Bei uns zu Hause war alles ganz normal. In den ersten Büchern und Geschichten, an die ich mich erinnern kann, etwa »Grimms Märchen«, heiratete am Ende immer der Prinz seine Herzensdame, meistens eine andere Königstochter oder ein armes Mädchen aus dem Volk. Die Schlümpfe waren alle in Schlumpfinchen verliebt und Kater Tom bekam regelmäßig Stielaugen, wenn er in seinen Trickfilmepisoden eine Katzendame mit Lippenstift und langen Wimpern sah. In Filmen aus den 1960er- oder 1970er-Jahren wie z.B. den Doris-Day-Komödien nannten Männer, die in Büros arbeiteten, ihre erwachsenen Sekretärinnen »mein Kind«. In anderen Filmen küssten Männer Frauen, ohne sie vorher zu fragen und bekamen dafür eine Ohrfeige. Dann hielt sich der Mann verdutzt die Wange, manchmal wurde er böse und sagte zu der Frau sowas wie »Flittchen« oder »Schlampe«. In klamaukigen Filmen oder Sketch-Shows, zum Beispiel »Väter der Klamotte« oder »Nonstop Nonsens« schimpften bisweilen auch die Frauen, wenn die Männer ihnen – meist aufgrund eines tollpatschigen Ausrutschers – ungewollt zu nahe kamen. So lernte ich schon als Kind die Wörter »Wüstling!«, »Lustmolch!« und »Sittenstrolch!«. In der »Benny Hill Show« war das Prinzip »unverschämte Männer, empörte (halbnackte) Frauen« bei den meisten Sketchen sogar das ganz normale Konzept. Und zwischen 1973 und 1979 lief im Ersten jeden Dienstag zur besten Sendezeit um 20:15 Uhr im ganz normalen Fernsehprogramm die Sketch-Show »Klimbim«, in der unter anderem Ingrid Steeger und Elisabeth Volkmann mit tiefen Dekolletés und manchmal auch blanken Brüsten die Deutschen Zuschauer erheiterten. (Update: An die Popsendung »Musikladen« habe ich mich nachträglich auch noch erinnert, darin waren freizügige Go-go-Tänzerinnen ein ganz normaler Teil der »Bühnendekoration«.)
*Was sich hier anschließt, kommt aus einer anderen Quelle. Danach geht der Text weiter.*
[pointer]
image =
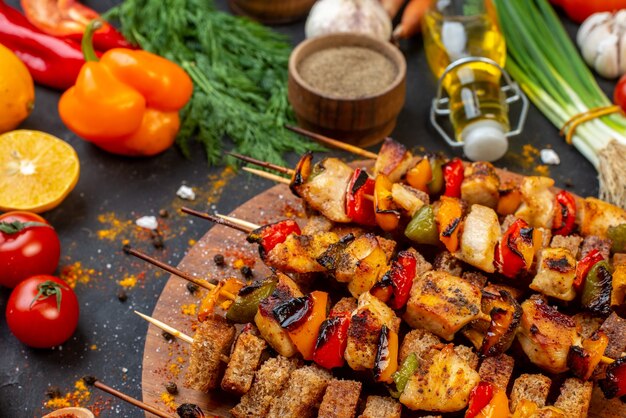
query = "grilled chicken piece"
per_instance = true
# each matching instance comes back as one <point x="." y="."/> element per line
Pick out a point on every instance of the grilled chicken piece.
<point x="481" y="185"/>
<point x="442" y="304"/>
<point x="408" y="198"/>
<point x="364" y="331"/>
<point x="537" y="206"/>
<point x="443" y="385"/>
<point x="481" y="233"/>
<point x="269" y="328"/>
<point x="597" y="216"/>
<point x="393" y="160"/>
<point x="325" y="189"/>
<point x="546" y="335"/>
<point x="556" y="274"/>
<point x="361" y="264"/>
<point x="299" y="253"/>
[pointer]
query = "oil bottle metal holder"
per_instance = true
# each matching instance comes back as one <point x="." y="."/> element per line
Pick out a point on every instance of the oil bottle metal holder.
<point x="511" y="90"/>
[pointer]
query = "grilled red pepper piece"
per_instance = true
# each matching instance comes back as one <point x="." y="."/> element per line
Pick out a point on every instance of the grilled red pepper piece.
<point x="69" y="19"/>
<point x="564" y="214"/>
<point x="453" y="174"/>
<point x="583" y="267"/>
<point x="516" y="249"/>
<point x="51" y="61"/>
<point x="402" y="274"/>
<point x="614" y="385"/>
<point x="480" y="397"/>
<point x="269" y="236"/>
<point x="332" y="340"/>
<point x="358" y="208"/>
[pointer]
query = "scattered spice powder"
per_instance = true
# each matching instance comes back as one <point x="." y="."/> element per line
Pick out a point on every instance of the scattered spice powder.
<point x="189" y="309"/>
<point x="79" y="397"/>
<point x="349" y="72"/>
<point x="76" y="273"/>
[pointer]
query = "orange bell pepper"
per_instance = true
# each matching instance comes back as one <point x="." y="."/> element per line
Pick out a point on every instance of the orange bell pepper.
<point x="127" y="103"/>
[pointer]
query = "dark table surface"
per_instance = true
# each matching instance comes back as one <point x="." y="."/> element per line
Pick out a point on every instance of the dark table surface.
<point x="98" y="216"/>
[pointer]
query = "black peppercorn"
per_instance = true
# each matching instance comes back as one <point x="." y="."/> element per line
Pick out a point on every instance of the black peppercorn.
<point x="246" y="272"/>
<point x="192" y="287"/>
<point x="122" y="296"/>
<point x="171" y="388"/>
<point x="219" y="260"/>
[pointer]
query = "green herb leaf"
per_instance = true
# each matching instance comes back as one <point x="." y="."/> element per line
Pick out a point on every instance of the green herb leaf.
<point x="18" y="226"/>
<point x="239" y="69"/>
<point x="47" y="289"/>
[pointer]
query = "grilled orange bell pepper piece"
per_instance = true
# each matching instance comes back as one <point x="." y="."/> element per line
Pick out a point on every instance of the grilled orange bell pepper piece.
<point x="127" y="103"/>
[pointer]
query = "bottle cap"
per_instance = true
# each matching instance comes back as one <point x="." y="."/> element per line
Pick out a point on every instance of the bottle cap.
<point x="484" y="140"/>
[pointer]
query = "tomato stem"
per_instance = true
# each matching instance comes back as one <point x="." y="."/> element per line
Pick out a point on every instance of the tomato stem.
<point x="47" y="289"/>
Doch auch einvernehmlich wurde in etlichen ganz normalen Spielfilmen – warum auch nicht? – ab und zu herumgeknutscht. Sowie die Leidenschaft aber weiter hochkochte, durften sich vorzugsweise die Frauen weiter ausziehen. Mein erster James-Bond-Film im Kino zum Beispiel war »Der Spion, der mich liebte« (1977) und auch in dieser Filmreihe, so lernte ich, waren knapp bekleidete Damen in Haupt- und Nebenrollen ein Muss. Dann gab es Filme, die zwar nur für Erwachsene gemacht, aber noch keine echten Pornos waren. Auch dafür wurde in den Schaukästen der Kinos am Bahnhof und in der Fußgängerzone, direkt neben den jugendfreien Filmen, geworben: in Augenhöhe hingen Plakate und manchmal auch Szenenfotos für Filme und Filmreihen wie »Emmanuelle«, »Schulmädchen-Report«, »Laß jucken, Kumpel« oder »Liebesgrüße aus der Lederhose«. Manchmal hingen daneben in den Vitrinen auch Werbefotos für Splatterfilme, etwa »Zombie«, »Ein Zombie hing an Glockenseil« oder für Kreuzungen beider Filmgenres wie »Nackt unter Kannibalen« oder »Nackt und zerfleischt«. Das war Ende der Siebziger ganz normal.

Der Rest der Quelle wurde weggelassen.